Using Computer Vision to Improve Image Metadata

paper, specified "long paper"
Authorship
  1. 1. Doug Reside

    New York Public Library

Work text
This plain text was ingested for the purpose of full-text search, not to preserve original formatting or readability. For the most complete copy, refer to the original conference program.

Introduction

We are approaching a golden age in the study of visual art and photographs. Many museums, libraries, and universities have digitized large portions of their collections and have made the images, and associated metadata, available for study. This process has been a major boon to art historians, collectors, and other researchers. Instead of calling individual items one at a time in library reading rooms or digging through old, expensive, incomplete, and often out-of-print art catalogs, a researcher can simply type a query into a library or museum database and retrieve large sets of images. However, while the rate of digitization has lately increased, this has, at times, come at the expense of detailed cataloging. Even before the era of mass digitization, catalogers struggled to identify certain works of art (sometimes due to a lack of collaboration between institutions). Today, simple digitization is often faster and cheaper than expert cataloging, and so many works of art and photos appear in repositories with limited metadata using inconsistent schema or vocabularies1. The result is that while there are more works of art online than ever, it is still difficult for researchers to find the images they seek. However, advances in automated fuzzy image recognition may allow researchers to discover relevant content even when available metadata is limited. In this paper, we will examine two test cases--photographs of theatrical performance with unidentified actors, and mis-attributed Japanese woodblock prints--to demonstrate how image search algorithms can be used both to locate content and help researchers understand it better.
Overview of the test cases

Woodblock prints

In December of 2012, John Resig (Visiting Researcher at Ritsumeikan University and creator of the jQuery JavaScript library) released Ukiyo-e.org: a database of Japanese woodblock print images with metadata harvested by traversing the publicly-accessible digitized collections of prints at the targeted institutions.

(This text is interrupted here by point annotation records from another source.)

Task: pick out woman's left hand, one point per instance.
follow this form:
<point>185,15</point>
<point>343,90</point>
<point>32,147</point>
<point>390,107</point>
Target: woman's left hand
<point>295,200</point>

The images were copied and saved to a separate server for faster access (a technique which avoids overburdening the institutions by loading the images directly from their websites). The information on the website is organized broadly by artist and time period on the homepage, but is primarily designed to be used as a search engine allowing users to search both by text and by images. The database currently contains over 213,000 prints from 24 institutions collected from from late 2011 to late 2012.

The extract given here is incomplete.